Because we had consumed so much time with these meetings, we headed off to lunch without the planned presentation of pAnno or of the updated pFind. pAnno was delayed to the following morning, just before our road trip to the Great Wall. I interrogated pFind researcher Hao Chi over our tasty lunch in the cafeteria. He reported that a feature I have wanted to see for years has been implemented! The pParse software is able to recognize multiple isotopic envelopes that occur within the isolation window in the production of a tandem mass spectrum. pFind has been altered to duplicate the spectrum so that it gets searched for each of the precursor masses and charge states that fall within the isolation window! When multiple identifications have been produced for a given tandem mass spectrum, the lower-scoring PSMs may be eliminated from further consideration if they share more than three fragment ions in their assigned lists. The software has also benefited from the machine learning capabilities and ion index acceleration mentioned for pLink. We spent a fair amount of time at lunch discussing the pros and cons of pFind’s consecutivity criterion (called a “kernel trick”): each peptide bond is evaluated in the context of the next two peptide bonds in both directions. In effect, a bond gets a score of “11111” if all of these bonds are matched to a fragment of this series (and thus an exponential boost to its contribution to score), but it gets a “00100” if none of the flanking bonds are matched and no boost.

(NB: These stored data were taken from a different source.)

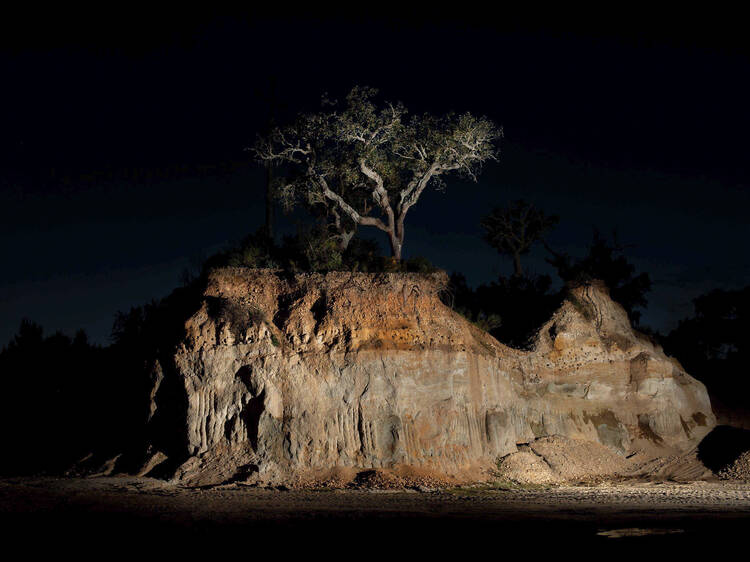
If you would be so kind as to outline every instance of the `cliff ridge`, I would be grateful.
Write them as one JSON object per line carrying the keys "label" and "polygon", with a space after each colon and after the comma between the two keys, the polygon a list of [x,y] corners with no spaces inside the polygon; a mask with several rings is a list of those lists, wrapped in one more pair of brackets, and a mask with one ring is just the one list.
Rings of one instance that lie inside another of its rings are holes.
{"label": "cliff ridge", "polygon": [[157,365],[181,396],[174,476],[481,480],[542,440],[624,462],[688,451],[715,424],[704,386],[603,286],[572,289],[520,351],[444,305],[446,284],[442,273],[213,272],[171,364]]}

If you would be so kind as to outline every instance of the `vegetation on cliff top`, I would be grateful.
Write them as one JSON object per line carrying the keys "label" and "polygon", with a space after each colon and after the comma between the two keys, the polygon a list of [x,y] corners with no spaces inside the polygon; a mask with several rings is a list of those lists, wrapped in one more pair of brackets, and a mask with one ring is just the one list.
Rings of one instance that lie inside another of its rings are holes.
{"label": "vegetation on cliff top", "polygon": [[253,151],[266,165],[283,166],[278,197],[325,217],[346,250],[360,226],[388,236],[400,260],[404,222],[425,189],[444,189],[458,174],[476,181],[496,159],[502,130],[470,113],[412,115],[402,103],[376,102],[377,90],[355,87],[343,104],[323,97],[323,109],[273,127]]}
{"label": "vegetation on cliff top", "polygon": [[[445,187],[444,178],[451,173],[475,179],[482,164],[494,159],[502,131],[469,114],[407,120],[402,105],[379,106],[374,100],[374,90],[355,88],[343,107],[326,102],[321,112],[300,115],[288,127],[269,127],[256,145],[258,159],[269,170],[275,168],[276,198],[287,207],[301,204],[309,212],[310,220],[295,235],[274,239],[267,216],[264,228],[186,271],[183,286],[166,298],[118,312],[108,347],[91,345],[83,333],[45,337],[40,326],[22,322],[17,336],[0,352],[0,373],[10,396],[33,396],[41,413],[24,431],[12,432],[11,449],[26,449],[9,470],[60,468],[84,453],[85,443],[103,435],[112,446],[118,440],[137,440],[131,428],[142,426],[138,420],[148,415],[141,406],[151,388],[149,361],[171,353],[185,319],[201,299],[207,274],[215,268],[436,271],[423,257],[402,259],[407,212],[430,185]],[[546,237],[558,220],[522,200],[494,208],[480,225],[485,241],[512,260],[513,274],[472,288],[454,272],[442,294],[444,302],[501,342],[523,348],[560,306],[566,284],[600,279],[643,330],[638,324],[647,305],[648,274],[636,272],[616,237],[609,240],[597,231],[583,256],[555,250]],[[383,256],[376,242],[359,236],[359,226],[385,232],[391,256]],[[523,266],[535,245],[546,249],[557,280]],[[747,302],[748,289],[700,297],[694,317],[661,338],[668,353],[726,402],[743,401],[746,395],[747,381],[740,374],[748,354]],[[23,400],[11,401],[4,412],[6,427],[30,419],[24,415],[26,408]],[[50,427],[56,430],[50,432]],[[65,442],[62,436],[74,437]]]}

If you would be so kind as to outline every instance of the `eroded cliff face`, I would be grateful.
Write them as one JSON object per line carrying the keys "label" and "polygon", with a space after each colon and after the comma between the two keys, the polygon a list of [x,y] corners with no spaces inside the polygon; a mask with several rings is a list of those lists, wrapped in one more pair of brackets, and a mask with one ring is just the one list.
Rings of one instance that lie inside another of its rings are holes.
{"label": "eroded cliff face", "polygon": [[671,454],[715,424],[703,385],[604,288],[573,290],[523,352],[446,307],[445,282],[216,271],[172,366],[186,400],[176,477],[295,483],[410,467],[473,480],[547,436]]}

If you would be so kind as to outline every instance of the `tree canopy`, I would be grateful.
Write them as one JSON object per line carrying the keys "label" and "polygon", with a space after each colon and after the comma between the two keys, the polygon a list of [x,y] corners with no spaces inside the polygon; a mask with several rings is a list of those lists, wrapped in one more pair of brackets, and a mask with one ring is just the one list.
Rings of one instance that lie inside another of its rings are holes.
{"label": "tree canopy", "polygon": [[484,217],[481,226],[484,239],[500,254],[513,259],[513,275],[523,277],[521,256],[544,239],[558,223],[554,215],[547,215],[532,203],[519,199],[507,207],[495,207]]}
{"label": "tree canopy", "polygon": [[708,386],[712,406],[747,408],[750,286],[713,290],[693,300],[694,314],[664,338],[664,349]]}
{"label": "tree canopy", "polygon": [[403,104],[378,105],[376,94],[355,87],[340,108],[324,97],[321,111],[274,127],[254,151],[288,169],[278,189],[287,207],[323,209],[342,248],[357,227],[378,228],[400,260],[404,220],[425,189],[445,188],[450,173],[476,181],[502,130],[470,113],[408,118]]}

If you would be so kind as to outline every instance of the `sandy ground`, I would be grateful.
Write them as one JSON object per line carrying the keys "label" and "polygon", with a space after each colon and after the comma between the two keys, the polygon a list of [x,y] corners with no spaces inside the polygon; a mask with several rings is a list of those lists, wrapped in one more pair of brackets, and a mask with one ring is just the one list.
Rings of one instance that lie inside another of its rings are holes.
{"label": "sandy ground", "polygon": [[[327,557],[603,551],[745,544],[750,484],[601,483],[534,489],[186,488],[148,478],[0,480],[4,544],[77,558],[216,556],[264,548]],[[614,549],[614,550],[612,550]]]}

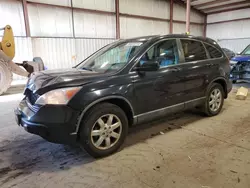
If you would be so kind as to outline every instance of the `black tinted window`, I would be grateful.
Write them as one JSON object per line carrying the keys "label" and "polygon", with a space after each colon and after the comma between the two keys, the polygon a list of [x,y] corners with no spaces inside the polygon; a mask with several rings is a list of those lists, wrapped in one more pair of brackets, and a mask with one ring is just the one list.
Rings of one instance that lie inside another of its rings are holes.
{"label": "black tinted window", "polygon": [[[216,48],[214,48],[213,46],[205,44],[205,47],[206,47],[207,51],[209,52],[211,58],[220,58],[220,57],[222,57],[222,53],[219,50],[217,50]],[[225,49],[225,51],[229,52],[228,49]]]}
{"label": "black tinted window", "polygon": [[160,67],[176,65],[179,62],[176,40],[166,40],[151,47],[141,58],[140,65],[146,61],[158,61]]}
{"label": "black tinted window", "polygon": [[207,59],[204,46],[199,41],[181,39],[185,61],[198,61]]}

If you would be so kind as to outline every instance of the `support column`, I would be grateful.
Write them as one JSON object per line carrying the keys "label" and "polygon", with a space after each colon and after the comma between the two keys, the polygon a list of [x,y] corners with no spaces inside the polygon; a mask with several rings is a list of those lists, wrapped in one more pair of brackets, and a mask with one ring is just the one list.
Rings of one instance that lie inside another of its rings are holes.
{"label": "support column", "polygon": [[187,0],[186,8],[186,32],[190,33],[190,9],[191,9],[191,0]]}
{"label": "support column", "polygon": [[203,37],[207,37],[207,15],[204,16]]}
{"label": "support column", "polygon": [[115,21],[116,21],[116,39],[120,39],[120,11],[119,0],[115,0]]}
{"label": "support column", "polygon": [[172,34],[173,33],[173,12],[174,12],[174,0],[170,0],[170,21],[169,21],[169,33]]}
{"label": "support column", "polygon": [[30,37],[30,24],[29,24],[27,1],[22,0],[22,4],[23,4],[23,16],[24,16],[26,36]]}
{"label": "support column", "polygon": [[73,9],[73,0],[70,1],[71,4],[71,16],[72,16],[72,32],[73,32],[73,37],[75,38],[75,20],[74,20],[74,9]]}

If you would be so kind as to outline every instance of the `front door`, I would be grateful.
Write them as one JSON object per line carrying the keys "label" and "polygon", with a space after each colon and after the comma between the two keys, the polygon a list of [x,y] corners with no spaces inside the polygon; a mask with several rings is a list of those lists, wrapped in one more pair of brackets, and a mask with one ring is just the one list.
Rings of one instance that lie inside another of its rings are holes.
{"label": "front door", "polygon": [[158,61],[160,69],[131,73],[138,104],[135,113],[140,120],[152,119],[167,111],[173,112],[174,107],[176,110],[184,108],[182,102],[185,87],[176,40],[169,39],[154,44],[143,54],[136,66],[145,61]]}

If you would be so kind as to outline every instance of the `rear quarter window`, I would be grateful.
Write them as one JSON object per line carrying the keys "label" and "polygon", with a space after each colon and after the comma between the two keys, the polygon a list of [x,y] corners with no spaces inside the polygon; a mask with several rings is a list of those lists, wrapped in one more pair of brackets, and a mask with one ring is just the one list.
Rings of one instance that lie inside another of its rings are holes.
{"label": "rear quarter window", "polygon": [[211,58],[220,58],[223,56],[223,54],[215,47],[209,45],[209,44],[205,44],[205,47],[210,55]]}

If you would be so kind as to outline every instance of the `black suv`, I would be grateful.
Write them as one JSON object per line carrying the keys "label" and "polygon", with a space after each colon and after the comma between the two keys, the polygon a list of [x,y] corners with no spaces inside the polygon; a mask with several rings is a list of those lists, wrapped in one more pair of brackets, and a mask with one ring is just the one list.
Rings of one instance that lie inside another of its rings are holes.
{"label": "black suv", "polygon": [[193,107],[217,115],[232,89],[229,73],[228,58],[209,38],[119,40],[73,68],[33,73],[16,120],[48,141],[107,156],[132,125]]}

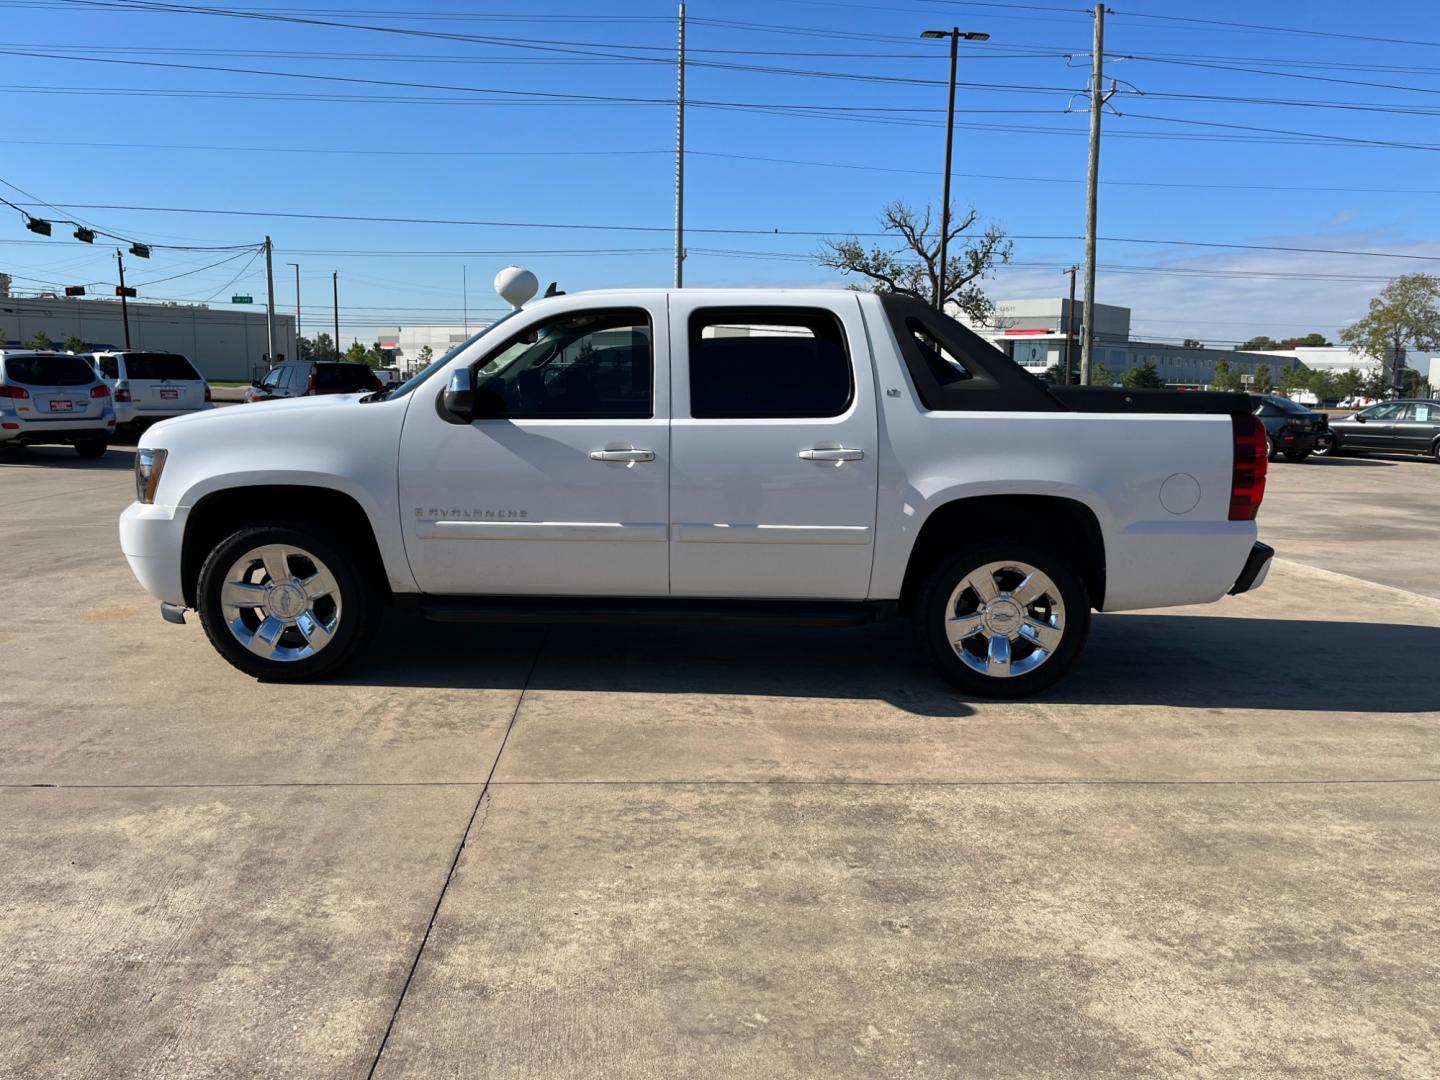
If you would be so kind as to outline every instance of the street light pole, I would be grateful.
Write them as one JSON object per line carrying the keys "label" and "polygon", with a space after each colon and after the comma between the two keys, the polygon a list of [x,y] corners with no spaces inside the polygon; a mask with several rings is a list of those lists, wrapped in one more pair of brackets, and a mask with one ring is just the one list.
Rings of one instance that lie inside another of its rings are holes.
{"label": "street light pole", "polygon": [[115,249],[115,263],[120,267],[120,321],[125,324],[125,348],[130,348],[130,308],[125,303],[125,256]]}
{"label": "street light pole", "polygon": [[989,41],[990,35],[974,30],[962,31],[958,26],[949,30],[926,30],[923,38],[950,39],[950,104],[945,110],[945,185],[940,197],[940,268],[935,275],[935,308],[945,311],[946,271],[950,257],[950,168],[955,148],[955,69],[960,61],[960,39]]}
{"label": "street light pole", "polygon": [[335,296],[335,359],[340,359],[340,271],[330,274],[330,288]]}
{"label": "street light pole", "polygon": [[270,243],[270,237],[265,237],[265,348],[268,354],[265,357],[266,363],[275,363],[275,269],[271,265],[270,256],[275,253],[275,247]]}

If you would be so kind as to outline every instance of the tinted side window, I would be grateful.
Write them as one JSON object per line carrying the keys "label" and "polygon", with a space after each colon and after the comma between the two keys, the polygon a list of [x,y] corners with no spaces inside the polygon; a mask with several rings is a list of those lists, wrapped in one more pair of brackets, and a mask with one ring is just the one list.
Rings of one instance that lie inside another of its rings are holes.
{"label": "tinted side window", "polygon": [[104,375],[107,379],[120,378],[120,365],[116,362],[115,357],[100,357],[100,374]]}
{"label": "tinted side window", "polygon": [[476,369],[483,415],[512,420],[643,420],[655,415],[644,311],[585,311],[532,326]]}
{"label": "tinted side window", "polygon": [[125,373],[132,379],[166,379],[193,382],[200,373],[177,353],[126,353]]}
{"label": "tinted side window", "polygon": [[1373,409],[1365,410],[1366,420],[1398,420],[1400,418],[1399,405],[1376,405]]}
{"label": "tinted side window", "polygon": [[707,308],[688,336],[697,419],[839,416],[855,396],[845,331],[828,311]]}
{"label": "tinted side window", "polygon": [[95,369],[78,356],[12,356],[5,375],[27,386],[86,386],[95,381]]}
{"label": "tinted side window", "polygon": [[284,368],[275,368],[273,371],[267,371],[265,373],[265,377],[260,380],[260,385],[265,387],[265,389],[267,390],[274,390],[277,386],[280,385],[280,379],[284,376],[284,374]]}
{"label": "tinted side window", "polygon": [[1423,402],[1417,402],[1407,410],[1405,419],[1414,420],[1421,424],[1433,424],[1437,420],[1440,420],[1440,408]]}
{"label": "tinted side window", "polygon": [[375,388],[375,376],[366,364],[316,364],[315,386],[320,390],[358,393]]}

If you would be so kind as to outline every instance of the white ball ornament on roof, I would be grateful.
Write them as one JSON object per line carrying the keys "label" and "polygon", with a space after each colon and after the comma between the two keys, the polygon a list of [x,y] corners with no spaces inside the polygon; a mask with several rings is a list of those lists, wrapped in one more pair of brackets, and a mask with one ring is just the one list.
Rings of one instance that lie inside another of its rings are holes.
{"label": "white ball ornament on roof", "polygon": [[523,306],[539,289],[540,282],[523,266],[507,266],[495,275],[495,291],[514,308]]}

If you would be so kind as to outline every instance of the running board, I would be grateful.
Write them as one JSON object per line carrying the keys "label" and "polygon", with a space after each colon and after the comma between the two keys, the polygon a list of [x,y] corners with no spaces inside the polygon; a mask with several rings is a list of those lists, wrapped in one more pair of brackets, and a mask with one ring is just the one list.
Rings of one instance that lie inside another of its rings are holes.
{"label": "running board", "polygon": [[435,622],[628,623],[661,626],[864,626],[896,615],[893,600],[706,600],[586,596],[397,596]]}

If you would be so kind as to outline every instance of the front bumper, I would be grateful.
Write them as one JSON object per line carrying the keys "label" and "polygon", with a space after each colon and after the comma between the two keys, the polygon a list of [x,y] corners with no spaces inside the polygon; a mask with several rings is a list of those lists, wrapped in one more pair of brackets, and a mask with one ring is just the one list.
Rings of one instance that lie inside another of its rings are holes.
{"label": "front bumper", "polygon": [[120,515],[120,550],[145,591],[165,603],[185,606],[180,555],[185,541],[183,506],[132,502]]}
{"label": "front bumper", "polygon": [[1274,548],[1255,541],[1255,545],[1250,549],[1250,557],[1245,560],[1245,568],[1240,571],[1240,576],[1230,588],[1230,595],[1250,592],[1265,584],[1265,577],[1270,573],[1270,562],[1274,558]]}
{"label": "front bumper", "polygon": [[1297,431],[1281,434],[1275,439],[1275,446],[1282,454],[1304,453],[1312,450],[1327,450],[1335,437],[1326,428],[1324,431]]}

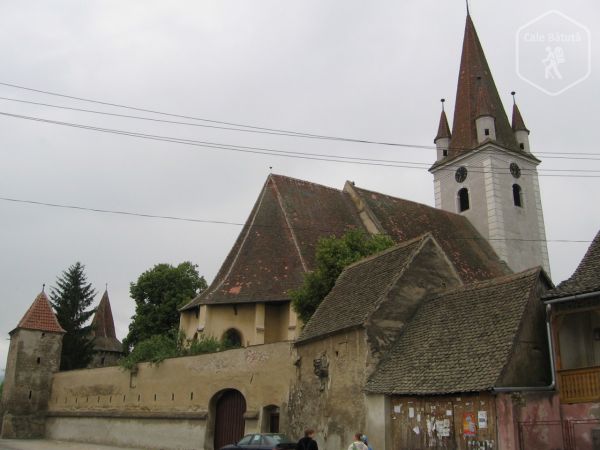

I need to re-read their 2004 paper to remind myself of how this boost is calculated.
September 23, 2016
My final day with the Institution of Computing Technology began with a deferred presentation by graduate student Wen-Jing Zhou, who had entered the exciting world of proteogenomics. As perceived by the ICT team, proteogenomics revolves around the question of genome annotation. How mature are the gene-calls that have been produced for the species we investigate in the laboratory? When we find peptides that map to regions outside of canonical genes, can we trust them? They have attempted to create systems to estimate FDR for novel peptides separately from those that conform to known genes. The group is making use of M. tuberculosis data sets from Ruedi Aebersold, Akhilesh Pandey, and their collaborator, a professor Xu. While the sets from the first two investigators include tens of LC-MS/MS experiments, their collaborator has produced a couple hundred, summing to five million tandem mass spectra. I am hoping to acquire these for local use at Stellenbosch University. [These are links to her two external data sets: Aebersold and Pandey]
Taken together, these presentations represented a pretty incredible breadth of scholarship. I am delighted that I got a behind-the-scenes look at their work, in some cases even before that work had been published!